Article à retrouver dans son intégralité sur le site de la revue Cybergeo

Visualiser des parcours migratoires à partir de récits de migrants, le cas des réfugiés syriens

d epuis 2015, l’événement abusivement qualifié de « crise migratoire » par les sphères politiques et médiatiques européennes a engendré une importante production cartographique, suggérant à tort que l’Europe fait face à des arrivées massives de demandeurs d’asile. De surcroît, ces cartes, fondées sur des données agrégées, ont tendance à délivrer une image particulièrement lisse et uniformisante des mouvements migratoires. Ces iconographies font donc fi des vicissitudes des voyages entrepris par les personnes contraintes d’emprunter les routes euro-méditerranéennes de la migration irrégulière. Ce constat invite à envisager des modes de représentation graphique alternatifs, moins euro-centrés, plus humanisants et permettant d’évoquer l’entre-deux migratoire connectant les espaces de départ et d’installation. Cet article revient ainsi sur le processus d’élaboration d’une démarche de recherche reproductible, destinée à visualiser de manière plus sensible une partie des expériences vécues sur la route par les personnes en migration.
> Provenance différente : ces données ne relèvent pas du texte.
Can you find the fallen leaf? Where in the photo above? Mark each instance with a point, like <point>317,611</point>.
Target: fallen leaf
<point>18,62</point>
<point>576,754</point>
Nous présentons pour cela le protocole méthodologique conçu afin de réunir le matériau narratif nécessaire à la création d’une combinaison de formalisations graphiques : cartes d’itinéraires, frises spatio-temporelles et diagrammes de réseaux spatialisés. Cette contribution se fonde sur des données qualitatives collectées auprès d’un échantillon de réfugiés syriens originaires d’une même localité de Syrie : Deir Mqaren. La comparaison des figures illustrant les différentes dimensions (spatiale, temporelle et relationnelle) de leurs parcours migratoires entre la Syrie et la Jordanie permet de mettre en exergue les effets de la fermeture des frontières jordaniennes sur les itinéraires empruntés, depuis 2011, par les exilés syriens désireux de s’installer sur le territoire jordanien.

“À l’heure de la généralisation des grandes bases de données en ligne sur les migrations, la prise en compte du singulier dans la construction de documents cartographiques est plus que jamais indispensable, notamment pour contrer l’instrumentalisation politique qui est faite de la question migratoire.”